Saturday 7 May 2016

BJP’s Roopa Ganguly Stopped From Entering Jadavpur University

Jadavpur: Women were allegedly molested and BJP leader Roopa Ganguly was blocked from entering Jadavpur University in Kolkata after student factions clashed over the screening of a controversial Bollywood film on Friday night.
Students from Akhil Bharatiya Vidyarthi Parishad, which is affiliated to the RSS, and activists of Left-backed student unions allegedly fought with each other over the campus screening of Vivek Agnihotri’s film Buddha In A Traffic Jam.
Alleging that four of the organizers had molested female students, the left-leaning students affiliated to FETSU confined them inside the campus.
Tension increased after dusk as ABVP activists collected outside the university gate and shouted slogans demanding the four be rescued and handed over to them.
Ganguly, an actress-turned-politician, filed a complaint at the Jadavpur police station that the four people--invited for the screening of the award-winning film--were beaten up and wrongly confined on a false accusation.
“We have come to take the four of our invitees safely home.

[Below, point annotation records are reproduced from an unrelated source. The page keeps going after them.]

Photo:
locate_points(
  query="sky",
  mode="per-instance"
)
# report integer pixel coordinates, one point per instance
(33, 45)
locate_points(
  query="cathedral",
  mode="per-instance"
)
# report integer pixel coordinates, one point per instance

They have been beaten up. They are in a bad condition. We will wait for ten minutes. And then our people will take one minute to climb the gates and enter the campus,” said BJP leader Debasree Chowdhury.
As the situation threatened to go out of control, with a huge collapsible gate separating the BJP-ABVP activists and the students, Vice Chancellor Suranjan Das rushed to the university in a taxi and pleaded with the two sides to maintain peace.
Das met the students a number of times but his attempts to bring the four out failed twice. He finally succeeded on his third attempt as the registrar and other officials with the help of the security personnel brought them out of the campus.
Buddha In A Traffic Jam deals with corruption and Maoism in a business school. It had attracted controversy when its screening was sought to be cancelled at JNU due to the volatile atmosphere there in the wake of the sedition charges levelled against some students.
However, the film was later screened in JNU with Kher, a critic of the students’ agitation, in attendance.